2

Is there a standard (or at least safe) way to compare unions for equality in C and/or C++? I expect that bitwise comparison would be useful in a number of scenarios regardless of the last-assigned member in each union; for instance, a particular bit-pattern could be reserved to mean "value is uninitialized", and it would be useful to be able to check if the union is uninitialized without needing to specify an "active" member.

An example in C++ (though I think the concept extends to C using non-member functions):

union MyData
{
  public:
    // Assume I'm compiling this on a platform where the size of `int`
    // exceeds the size of `char*`, or that I'm using some combination
    // if `#ifdef`s or similar to ensure that my numeric type is sufficiently
    // large, or that I include an extra member that is known to be
    // exactly the size of the larger member, just for the sake of
    // comparison.
    int int_member;
    char* ptr_member;

    bool isInitialized() const
    {
      return (*this != INVALID_VAL);
    }

    bool operator==(MyData const& rhs)
    {
      return / * ??? */;
    }

  private:
    constexpr MyData INVALID_VAL { /* ??? */ };
}

// ... later, in client code...

MyData d;
bool initialized{d.isInitialized()};  // false
d.ptr_member = new char[32];
bool initialized{d.isInitialized()};  // true

Here, INVALID_VAL could probably be defined by setting int_member to the max negative int value, because that's an uneven value, so it won't be on a word boundary and therefore is highly unlikely to ever be assigned to the char* member (assuming that assignments typically come directly from new).

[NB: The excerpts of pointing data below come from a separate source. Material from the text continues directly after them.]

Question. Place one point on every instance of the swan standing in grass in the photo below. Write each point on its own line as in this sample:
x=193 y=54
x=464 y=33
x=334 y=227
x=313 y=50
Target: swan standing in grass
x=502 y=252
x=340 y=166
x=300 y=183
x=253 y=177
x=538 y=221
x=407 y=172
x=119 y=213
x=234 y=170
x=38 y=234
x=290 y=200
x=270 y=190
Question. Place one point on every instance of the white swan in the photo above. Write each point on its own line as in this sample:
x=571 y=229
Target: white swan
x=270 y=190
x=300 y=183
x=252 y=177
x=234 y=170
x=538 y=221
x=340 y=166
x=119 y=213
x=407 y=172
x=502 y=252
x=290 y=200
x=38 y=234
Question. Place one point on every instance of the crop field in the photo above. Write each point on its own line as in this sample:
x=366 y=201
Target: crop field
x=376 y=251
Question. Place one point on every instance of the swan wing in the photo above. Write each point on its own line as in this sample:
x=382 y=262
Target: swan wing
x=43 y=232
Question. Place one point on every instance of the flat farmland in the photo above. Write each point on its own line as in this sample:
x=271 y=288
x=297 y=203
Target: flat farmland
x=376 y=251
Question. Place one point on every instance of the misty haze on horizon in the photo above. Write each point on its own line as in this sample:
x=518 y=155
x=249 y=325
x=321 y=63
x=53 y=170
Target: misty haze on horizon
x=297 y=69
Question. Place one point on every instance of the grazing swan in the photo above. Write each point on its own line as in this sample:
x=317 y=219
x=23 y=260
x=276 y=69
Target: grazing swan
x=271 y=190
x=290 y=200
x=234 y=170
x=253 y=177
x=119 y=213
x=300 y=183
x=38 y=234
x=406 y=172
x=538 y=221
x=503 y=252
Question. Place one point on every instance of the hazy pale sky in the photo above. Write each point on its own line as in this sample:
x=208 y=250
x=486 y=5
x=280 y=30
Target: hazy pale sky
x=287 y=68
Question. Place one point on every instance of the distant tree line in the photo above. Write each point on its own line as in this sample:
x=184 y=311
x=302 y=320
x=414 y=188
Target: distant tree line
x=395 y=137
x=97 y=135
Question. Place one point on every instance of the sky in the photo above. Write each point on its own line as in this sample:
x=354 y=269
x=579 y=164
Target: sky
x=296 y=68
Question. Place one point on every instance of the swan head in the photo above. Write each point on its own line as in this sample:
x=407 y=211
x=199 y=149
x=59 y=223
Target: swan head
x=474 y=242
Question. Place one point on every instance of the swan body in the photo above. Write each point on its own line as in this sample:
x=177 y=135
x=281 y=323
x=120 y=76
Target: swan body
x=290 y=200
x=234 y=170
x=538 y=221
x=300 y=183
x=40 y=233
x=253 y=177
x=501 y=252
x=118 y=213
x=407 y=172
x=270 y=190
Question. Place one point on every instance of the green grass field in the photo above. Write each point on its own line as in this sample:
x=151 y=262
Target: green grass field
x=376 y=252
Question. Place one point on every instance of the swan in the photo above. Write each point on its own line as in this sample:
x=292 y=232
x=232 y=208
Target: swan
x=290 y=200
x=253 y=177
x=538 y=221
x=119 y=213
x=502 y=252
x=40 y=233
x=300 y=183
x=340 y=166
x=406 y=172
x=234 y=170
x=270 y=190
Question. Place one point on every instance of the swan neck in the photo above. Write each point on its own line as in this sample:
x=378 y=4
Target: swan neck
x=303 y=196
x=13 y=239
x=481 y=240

One possible implementation of operator== would be simply:

return int_member == rhs.int_member;

Even though it's not known whether int_member is the "active" member, I expect this to be safe, because I see no reason why a static cast from char* to int should fail or be problematic. Is that correct?

If this implementation is unsafe, something like the following should be possible (using C-style casts in C, of course):

return static_cast<void*>(*this) == static_cast<void*>(rhs);

...though of course if MyData is larger than the size of a pointer, you'd have to start messing around with sizeof to make this work.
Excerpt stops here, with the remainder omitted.